There is not a standard pricing convention for labor. A contractor may base the labor rate on square footage, hourly or daily rates. A qualified contractor using Certified Tile Installers will be very familiar with the intricacies of installing large-format tile. Large tile is not necessarily faster or easier or less expensive to install. Additional substrate preparation is almost always required to ensure a quality installation based on tile industry standards.

The NTCA does have member contractors in Hawaii. Please search for them on our web site at: http://www.tile-assn.com/search/custom.asp?id=2759

To locate a Certified Tile Installer please search the Ceramic Tile Education Foundation at: https://www.ceramictilefoundation.org/find-certified-tile-installers

I hope this helps.

Mark Heinlein – CTI #1112, NTCA trainer/presenter

In my area, most installers are paid for the amount of material they use rather than the square footage that they cover. They do have to handle, cut, and dispose of that tile and usually will include it in their invoice.

As far as percentage waste to figure, two things should be considered: the layout of the area and the pattern to be installed.
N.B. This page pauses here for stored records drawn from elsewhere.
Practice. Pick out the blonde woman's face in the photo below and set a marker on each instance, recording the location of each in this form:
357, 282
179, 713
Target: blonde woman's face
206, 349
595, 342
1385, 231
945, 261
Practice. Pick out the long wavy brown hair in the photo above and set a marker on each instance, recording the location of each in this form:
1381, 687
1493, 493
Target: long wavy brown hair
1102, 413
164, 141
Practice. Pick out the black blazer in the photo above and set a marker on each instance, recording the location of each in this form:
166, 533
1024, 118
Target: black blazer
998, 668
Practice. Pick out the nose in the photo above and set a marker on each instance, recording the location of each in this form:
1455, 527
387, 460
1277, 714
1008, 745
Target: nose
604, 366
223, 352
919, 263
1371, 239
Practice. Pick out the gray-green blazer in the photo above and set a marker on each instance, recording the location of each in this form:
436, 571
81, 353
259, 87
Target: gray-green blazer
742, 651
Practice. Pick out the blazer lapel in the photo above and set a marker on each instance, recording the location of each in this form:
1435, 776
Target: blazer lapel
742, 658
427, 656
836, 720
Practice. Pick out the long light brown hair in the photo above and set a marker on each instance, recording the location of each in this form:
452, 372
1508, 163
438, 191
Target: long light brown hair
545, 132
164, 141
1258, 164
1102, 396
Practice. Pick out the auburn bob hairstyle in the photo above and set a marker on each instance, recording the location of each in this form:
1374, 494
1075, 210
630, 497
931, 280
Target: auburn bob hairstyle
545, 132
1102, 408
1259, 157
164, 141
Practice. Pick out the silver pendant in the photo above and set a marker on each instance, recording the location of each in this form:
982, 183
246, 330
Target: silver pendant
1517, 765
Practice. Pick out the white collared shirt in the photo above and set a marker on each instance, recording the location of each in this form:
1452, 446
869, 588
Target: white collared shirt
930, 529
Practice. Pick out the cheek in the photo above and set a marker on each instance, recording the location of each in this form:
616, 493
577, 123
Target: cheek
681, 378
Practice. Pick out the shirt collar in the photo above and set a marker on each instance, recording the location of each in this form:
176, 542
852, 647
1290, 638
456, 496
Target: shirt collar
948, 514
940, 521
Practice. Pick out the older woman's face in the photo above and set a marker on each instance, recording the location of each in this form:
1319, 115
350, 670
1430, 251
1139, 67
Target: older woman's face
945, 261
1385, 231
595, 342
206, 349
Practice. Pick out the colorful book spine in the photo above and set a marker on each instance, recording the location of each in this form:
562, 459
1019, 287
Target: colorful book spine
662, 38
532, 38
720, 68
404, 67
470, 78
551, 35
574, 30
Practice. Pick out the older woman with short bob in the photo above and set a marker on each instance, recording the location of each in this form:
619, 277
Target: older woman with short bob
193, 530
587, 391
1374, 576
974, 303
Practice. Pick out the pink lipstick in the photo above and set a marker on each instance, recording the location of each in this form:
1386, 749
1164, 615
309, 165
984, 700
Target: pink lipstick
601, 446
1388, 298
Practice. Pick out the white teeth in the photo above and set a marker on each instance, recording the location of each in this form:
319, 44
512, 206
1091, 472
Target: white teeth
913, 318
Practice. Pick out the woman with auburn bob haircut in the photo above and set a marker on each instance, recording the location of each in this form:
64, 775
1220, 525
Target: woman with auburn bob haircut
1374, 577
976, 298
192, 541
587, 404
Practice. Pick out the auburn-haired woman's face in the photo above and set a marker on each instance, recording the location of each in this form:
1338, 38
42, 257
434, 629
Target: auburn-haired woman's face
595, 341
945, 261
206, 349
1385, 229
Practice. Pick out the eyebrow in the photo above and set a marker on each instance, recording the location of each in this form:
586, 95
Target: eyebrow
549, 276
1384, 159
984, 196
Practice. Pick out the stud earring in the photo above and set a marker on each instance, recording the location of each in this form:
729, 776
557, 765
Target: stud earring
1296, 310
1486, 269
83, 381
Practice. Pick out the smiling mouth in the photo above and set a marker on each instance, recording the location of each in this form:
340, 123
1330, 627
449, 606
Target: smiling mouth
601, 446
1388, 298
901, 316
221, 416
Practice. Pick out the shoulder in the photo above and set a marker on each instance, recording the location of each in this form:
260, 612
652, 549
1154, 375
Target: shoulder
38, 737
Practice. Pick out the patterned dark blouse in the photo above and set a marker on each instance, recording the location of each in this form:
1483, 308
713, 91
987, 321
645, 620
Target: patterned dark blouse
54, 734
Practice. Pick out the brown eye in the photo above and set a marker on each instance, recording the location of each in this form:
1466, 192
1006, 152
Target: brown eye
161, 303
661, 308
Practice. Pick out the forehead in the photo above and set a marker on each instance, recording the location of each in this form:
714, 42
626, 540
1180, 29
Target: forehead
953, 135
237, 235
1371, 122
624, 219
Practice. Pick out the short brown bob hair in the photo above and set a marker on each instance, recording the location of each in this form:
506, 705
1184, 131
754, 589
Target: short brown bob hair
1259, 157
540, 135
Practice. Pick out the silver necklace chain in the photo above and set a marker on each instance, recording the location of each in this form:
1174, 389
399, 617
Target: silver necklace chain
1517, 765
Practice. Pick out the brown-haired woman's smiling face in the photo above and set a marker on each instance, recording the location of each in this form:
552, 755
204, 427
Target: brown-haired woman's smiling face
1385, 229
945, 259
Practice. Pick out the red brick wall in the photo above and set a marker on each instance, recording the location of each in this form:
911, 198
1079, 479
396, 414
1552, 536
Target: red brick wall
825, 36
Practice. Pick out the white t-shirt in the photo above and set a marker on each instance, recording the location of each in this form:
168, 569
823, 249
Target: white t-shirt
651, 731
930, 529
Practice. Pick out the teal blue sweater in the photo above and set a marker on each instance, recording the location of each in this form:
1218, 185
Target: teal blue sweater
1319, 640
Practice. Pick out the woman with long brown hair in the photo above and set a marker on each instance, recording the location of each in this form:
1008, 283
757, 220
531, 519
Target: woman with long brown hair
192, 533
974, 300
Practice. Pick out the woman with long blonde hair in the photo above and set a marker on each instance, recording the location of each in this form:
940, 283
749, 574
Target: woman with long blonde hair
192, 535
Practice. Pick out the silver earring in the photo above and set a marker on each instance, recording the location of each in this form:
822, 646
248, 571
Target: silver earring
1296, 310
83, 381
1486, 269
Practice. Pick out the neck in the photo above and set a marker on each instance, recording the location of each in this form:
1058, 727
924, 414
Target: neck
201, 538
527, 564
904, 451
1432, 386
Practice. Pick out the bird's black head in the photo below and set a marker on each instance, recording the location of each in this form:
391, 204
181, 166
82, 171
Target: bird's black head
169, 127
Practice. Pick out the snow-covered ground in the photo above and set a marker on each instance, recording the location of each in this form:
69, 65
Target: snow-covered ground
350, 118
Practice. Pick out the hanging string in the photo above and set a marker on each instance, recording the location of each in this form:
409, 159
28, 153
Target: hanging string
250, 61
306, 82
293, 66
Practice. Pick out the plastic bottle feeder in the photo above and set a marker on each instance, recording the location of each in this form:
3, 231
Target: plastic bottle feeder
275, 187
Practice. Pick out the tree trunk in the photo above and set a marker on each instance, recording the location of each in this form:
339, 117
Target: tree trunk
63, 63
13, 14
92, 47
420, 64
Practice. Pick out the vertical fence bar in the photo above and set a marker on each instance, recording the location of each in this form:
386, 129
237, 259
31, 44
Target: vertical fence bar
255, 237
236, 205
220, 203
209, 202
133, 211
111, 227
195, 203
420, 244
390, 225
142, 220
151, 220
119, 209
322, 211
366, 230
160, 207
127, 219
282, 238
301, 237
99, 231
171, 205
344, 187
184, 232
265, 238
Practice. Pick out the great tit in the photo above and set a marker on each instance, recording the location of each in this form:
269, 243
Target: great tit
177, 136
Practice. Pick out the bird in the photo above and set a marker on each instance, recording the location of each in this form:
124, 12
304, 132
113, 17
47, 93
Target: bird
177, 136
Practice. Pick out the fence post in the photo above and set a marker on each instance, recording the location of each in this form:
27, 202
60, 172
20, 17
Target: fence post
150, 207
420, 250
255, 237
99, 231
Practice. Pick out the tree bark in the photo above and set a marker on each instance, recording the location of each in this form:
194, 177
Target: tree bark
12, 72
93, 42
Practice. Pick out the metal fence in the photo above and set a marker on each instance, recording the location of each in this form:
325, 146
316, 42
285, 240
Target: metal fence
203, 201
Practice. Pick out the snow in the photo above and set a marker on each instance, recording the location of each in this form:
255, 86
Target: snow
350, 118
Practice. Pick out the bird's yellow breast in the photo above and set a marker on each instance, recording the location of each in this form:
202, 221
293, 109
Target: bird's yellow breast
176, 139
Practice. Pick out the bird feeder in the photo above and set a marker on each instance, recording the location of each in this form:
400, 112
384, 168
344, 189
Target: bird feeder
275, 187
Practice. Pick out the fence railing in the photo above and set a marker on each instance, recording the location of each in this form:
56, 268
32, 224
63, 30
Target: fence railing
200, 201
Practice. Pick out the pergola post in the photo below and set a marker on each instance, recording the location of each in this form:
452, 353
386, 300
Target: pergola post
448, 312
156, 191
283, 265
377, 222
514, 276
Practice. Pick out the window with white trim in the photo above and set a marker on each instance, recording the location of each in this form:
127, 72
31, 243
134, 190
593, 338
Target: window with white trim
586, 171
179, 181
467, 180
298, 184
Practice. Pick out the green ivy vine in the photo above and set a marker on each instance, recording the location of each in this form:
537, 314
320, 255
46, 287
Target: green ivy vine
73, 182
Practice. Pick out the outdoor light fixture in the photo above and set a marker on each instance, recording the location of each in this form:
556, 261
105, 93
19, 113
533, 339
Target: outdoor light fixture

One single square room usually requires very little waste, while an installation with many corridor and rooms would require more.  Also a straight-lay pattern requires very little waste, while a herringbone pattern or an installation on a 45-degree would require much more. I figure somewhere between 5 and 15% waste considering all the factors just mentioned.

On a commercial project, the spec book often times calls for 5% attic stock to be left on site at completion. If that’s the case you would also want to add that on to your estimated waste amounts.